/de-duplicate

Primary LanguageJavaScript

de-duplicate

To run

  1. clone the git repository
  2. npm i
  3. cd de-duplicate
  4. node --experimental-modules deDuplicate.mjs

Objective

Take a variable number of identically structured json records and de-duplicate the set using javascript. An example file of records is given in the accompanying 'leads.json'. Output should be same format, with dups reconciled according to the following rules:

  1. The data from the newest date should be preferred
  2. duplicate IDs count as dups. Duplicate emails count as dups. Both must be unique in our dataset. Duplicate values elsewhere do not count as dups.
  3. If the dates are identical the data from the record provided last in the list should be preferred
  4. The application should also provide a log of changes including some representation of the source record, the output record and the individual field changes (value from and value to) for each field.
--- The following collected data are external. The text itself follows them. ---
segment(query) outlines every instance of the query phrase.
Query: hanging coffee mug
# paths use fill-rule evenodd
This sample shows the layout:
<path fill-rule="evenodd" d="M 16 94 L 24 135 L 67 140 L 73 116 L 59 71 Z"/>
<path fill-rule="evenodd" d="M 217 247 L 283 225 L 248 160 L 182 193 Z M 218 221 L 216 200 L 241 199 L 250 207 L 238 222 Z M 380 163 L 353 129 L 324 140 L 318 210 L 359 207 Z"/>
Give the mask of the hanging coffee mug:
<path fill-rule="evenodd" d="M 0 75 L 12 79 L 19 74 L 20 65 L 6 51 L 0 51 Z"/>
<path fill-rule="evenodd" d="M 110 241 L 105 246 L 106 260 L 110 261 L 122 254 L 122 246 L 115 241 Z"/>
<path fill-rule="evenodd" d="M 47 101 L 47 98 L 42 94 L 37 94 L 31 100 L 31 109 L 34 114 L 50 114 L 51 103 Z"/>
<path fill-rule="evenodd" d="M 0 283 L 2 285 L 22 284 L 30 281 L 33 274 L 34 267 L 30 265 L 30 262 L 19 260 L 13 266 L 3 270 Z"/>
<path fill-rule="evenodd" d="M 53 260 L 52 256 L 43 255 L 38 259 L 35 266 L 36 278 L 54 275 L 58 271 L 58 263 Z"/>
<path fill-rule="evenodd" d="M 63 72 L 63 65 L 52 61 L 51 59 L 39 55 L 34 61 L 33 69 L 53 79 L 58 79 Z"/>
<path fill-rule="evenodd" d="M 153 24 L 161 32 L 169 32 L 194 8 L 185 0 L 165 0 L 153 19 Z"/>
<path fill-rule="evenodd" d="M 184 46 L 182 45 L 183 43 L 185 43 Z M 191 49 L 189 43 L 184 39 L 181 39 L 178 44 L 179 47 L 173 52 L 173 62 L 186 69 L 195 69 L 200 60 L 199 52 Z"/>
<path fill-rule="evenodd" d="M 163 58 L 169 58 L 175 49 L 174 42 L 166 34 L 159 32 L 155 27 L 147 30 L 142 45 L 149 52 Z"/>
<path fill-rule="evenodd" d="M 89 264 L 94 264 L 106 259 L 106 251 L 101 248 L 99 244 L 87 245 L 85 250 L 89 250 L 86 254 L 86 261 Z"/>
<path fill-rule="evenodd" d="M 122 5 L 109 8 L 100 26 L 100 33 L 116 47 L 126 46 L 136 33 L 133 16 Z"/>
Simplifying assumption: the program can do everything in memory (don't worry about large files)

Steps Taken

I started with writing pseudocode comments and functions I would need. I prepared some tests using jest. I have multiple helper functions to create an massage the data into their proper forms. I created a helper function mapMaker to create a map of records that matched a given property, in this case either id or email. After a map was created I used a helper function filter to clear out duplicates according to their date / last in list with the helper function compare. Within filter changes were logged using the helper function createFieldChanges. Finally results were returned in the form of an object with the fields of source, output, and changes.

Reflection / Changes

I initially began the problem with keeping a map of both the emails and ids with corresponding records and tried to find a way to de-dup each of them at once, then merge them. I realized I should de-dup by one first (I picked ids first), then the next one from that filtered list. I then struggled for a bit to figure out the best place to log changes between fields and records. I picked the filter function to keep track of changes, as that function would know if a record was changed, and the final record it would turn into. I then dropped createFildChanges into it.

I created simple tests as I went along, and it helped me better determine the shape of my data and results. If the de-duplicate function starts with email instead of ids, the output is the same except the order of records within the output object. You can test this by swapping the strings '_id' and 'email' on lines 75 and 79. The tests will fail since they are expecting a particular object order, but the records are the same.

I was concerned that the changes log would be inaccurate since it logs changes first by ids then by emails. Perhaps there would be a misshap where an id was was changed in the first go, only to be removed again in the email de-dupping. The log would unnecessarily exist in that case. I added an extra test record to the leads.json array:

{
  "_id": "jkj238238jdsnfsj21",
  "email": "bill@bar.com",
  "firstName":  "TEST",
  "lastName": "TEST",
  "address": "TEST",
  "entryDate": "2014-05-07T17:33:20+00:00"
 }

This record had the same email (bill@bar.com) as another record, but a different id. So on the first de-duping with grouped ids, the other record with the same email (bill@bar.com) replaced another with the same id (jkj238238jdsnfsj23). This change was logged:

{ 
  from:
    { _id: 'jkj238238jdsnfsj23',
      email: 'foo@bar.com',
      firstName: 'John',
      lastName: 'Smith',
      address: '123 Street St',
      entryDate: '2014-05-07T17:30:20+00:00' 
      },
  to:
    { _id: 'jkj238238jdsnfsj23',
      email: 'bill@bar.com',
      firstName: 'John',
      lastName: 'Smith',
      address: '888 Mayberry St',
      entryDate: '2014-05-07T17:33:20+00:00'
    }
}

Then when emails were grouped together and de-duped, another log was created with my test case:

{ 
 from:
   { _id: 'jkj238238jdsnfsj23',
     email: 'bill@bar.com',
     firstName: 'John',
     lastName: 'Smith',
     address: '888 Mayberry St',
     entryDate: '2014-05-07T17:33:20+00:00' 
   },
 to:
   { _id: 'jkj238238jdsnfsj21',
     email: 'bill@bar.com',
     firstName: 'TEST',
     lastName: 'TEST',
     address: 'TEST',
     entryDate: '2014-05-07T17:33:20+00:00' 
    }
}

I began to create a check in the filter function that would see if a record's id previously existed in the logs so it would be caught during the email de-duping. But then I realized that a log that looks like this:

{ 
 from:
   { _id: 'jkj238238jdsnfsj23',
     email: 'foo@bar.com',
     firstName: 'John',
     lastName: 'Smith',
     address: '123 Street St',
     entryDate: '2014-05-07T17:30:20+00:00' 
    },
 to:
   { _id: 'jkj238238jdsnfsj21',
     email: 'bill@bar.com',
     firstName: 'TEST',
     lastName: 'TEST',
     address: 'TEST',
     entryDate: '2014-05-07T17:33:20+00:00' 
    }
}

Could possibly be even more confusing since the records do not have matching ids or emails! so I decided to let both logs stay so there was clear path between the two levels of de-duping.